Street art is public – everyone can see it. How do people react when the BogotArt members start painting the walls of a neighbourhood?
It increases the value of their living space. An old wall becomes an object of art. The cityscape around it changes. People develop a new sense of belonging to their neighbourhood and respect for objects; and they put more effort into preserving them. And they see that together they have the power to beautify their areas.
How did you personally get interested in street art?
At some point I just realised that art could do more if it was public. Museums should be on the streets, and galleries on the walls of buildings! An artist from Austria called “Pälmchen” inspired me to see it this way. She painted a hand that represents how walls could speak, that they have a message. They shouldn’t be just black or white.
Who is behind BogotArt Foundation?
The core team members are a friend of mine, the artist and industrial designer Camilo Buitrago, Catalina Prieto, an artist and communicator, and me. We also teach the art courses. The graphic artist Alejandro Chitiva and Benedicto Galindo are also involved, along with a lot of volunteers, usually from our partner institutions like the Universidad de los Andes, the German Leuphana University, or the Colombian organisations Idealist and Voluntariado Coombia. They are moving the project we started forward. It is not always easy, because they also have their own work and studies to contend with.

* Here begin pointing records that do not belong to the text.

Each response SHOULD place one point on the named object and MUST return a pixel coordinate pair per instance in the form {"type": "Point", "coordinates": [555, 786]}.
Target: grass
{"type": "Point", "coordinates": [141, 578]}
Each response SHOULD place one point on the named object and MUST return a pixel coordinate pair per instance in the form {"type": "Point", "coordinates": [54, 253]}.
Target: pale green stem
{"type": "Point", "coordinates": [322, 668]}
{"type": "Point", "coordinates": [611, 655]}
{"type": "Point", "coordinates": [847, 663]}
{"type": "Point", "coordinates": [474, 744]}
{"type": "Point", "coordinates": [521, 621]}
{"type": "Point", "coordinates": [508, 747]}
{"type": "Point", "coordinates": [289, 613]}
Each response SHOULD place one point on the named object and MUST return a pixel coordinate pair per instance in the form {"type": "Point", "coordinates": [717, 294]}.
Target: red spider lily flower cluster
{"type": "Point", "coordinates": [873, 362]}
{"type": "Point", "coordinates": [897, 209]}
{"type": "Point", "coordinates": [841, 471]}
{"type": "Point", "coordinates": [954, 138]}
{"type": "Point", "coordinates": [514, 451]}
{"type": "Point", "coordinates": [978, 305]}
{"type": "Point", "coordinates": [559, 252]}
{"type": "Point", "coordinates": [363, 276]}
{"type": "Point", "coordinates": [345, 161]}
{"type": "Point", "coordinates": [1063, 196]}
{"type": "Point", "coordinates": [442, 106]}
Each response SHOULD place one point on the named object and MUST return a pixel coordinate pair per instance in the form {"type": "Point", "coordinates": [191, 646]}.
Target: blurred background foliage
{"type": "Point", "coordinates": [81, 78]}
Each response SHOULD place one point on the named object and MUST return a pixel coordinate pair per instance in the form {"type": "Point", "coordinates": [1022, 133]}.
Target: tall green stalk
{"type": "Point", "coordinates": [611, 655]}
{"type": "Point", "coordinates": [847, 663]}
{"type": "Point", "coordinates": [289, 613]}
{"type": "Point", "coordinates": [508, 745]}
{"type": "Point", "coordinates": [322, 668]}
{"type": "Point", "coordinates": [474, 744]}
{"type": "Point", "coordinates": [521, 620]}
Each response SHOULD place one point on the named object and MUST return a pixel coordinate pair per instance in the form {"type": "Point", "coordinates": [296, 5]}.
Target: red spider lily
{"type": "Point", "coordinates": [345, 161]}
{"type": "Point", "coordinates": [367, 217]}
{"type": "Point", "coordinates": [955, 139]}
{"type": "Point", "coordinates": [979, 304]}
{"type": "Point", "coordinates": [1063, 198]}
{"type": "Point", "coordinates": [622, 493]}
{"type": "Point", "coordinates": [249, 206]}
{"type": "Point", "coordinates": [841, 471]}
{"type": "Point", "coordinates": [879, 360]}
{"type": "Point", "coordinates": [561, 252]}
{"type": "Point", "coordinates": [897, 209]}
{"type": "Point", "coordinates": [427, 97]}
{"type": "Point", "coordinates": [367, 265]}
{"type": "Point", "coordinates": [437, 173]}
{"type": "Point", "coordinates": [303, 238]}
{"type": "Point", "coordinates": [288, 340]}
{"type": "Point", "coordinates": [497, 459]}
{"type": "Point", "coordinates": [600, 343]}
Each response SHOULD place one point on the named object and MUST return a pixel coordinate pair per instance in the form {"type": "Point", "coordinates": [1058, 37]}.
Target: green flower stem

Where does the funding for BogotArt Foundation come from?
We don’t have a lot of funding and so far have taught the courses for free. But we do get money from sponsors and donations. We painted a mural for the Instituto Cultural Colombo Alemán, for example, which PMP S.A. and Instituto Cultural Colombo Alemán sponsored. We also started to produce merchandising products, like postcards from our art pieces. At the same time, we offer consultancy services in experience marketing.
The BogotArt Foundation is already developing new projects that are not directly linked to art. What are they about?
We recently create the Alph Cinema Club, the first cinema forum in the Puente Aranda district in Bogotá. We show alternative films on social topics, and through these films people start to share their thoughts and opinions. So far, we did 25 film screenings with more than 150 attendees. Furthermore, we noticed that one of the reasons for the youths’ low participation in political decision-making is a lack of knowledge on their rights. Therefore we started a campaign on the citizenship rights in a youth-friendly way, by spreading texts that are easy to read and with attractive illustrations.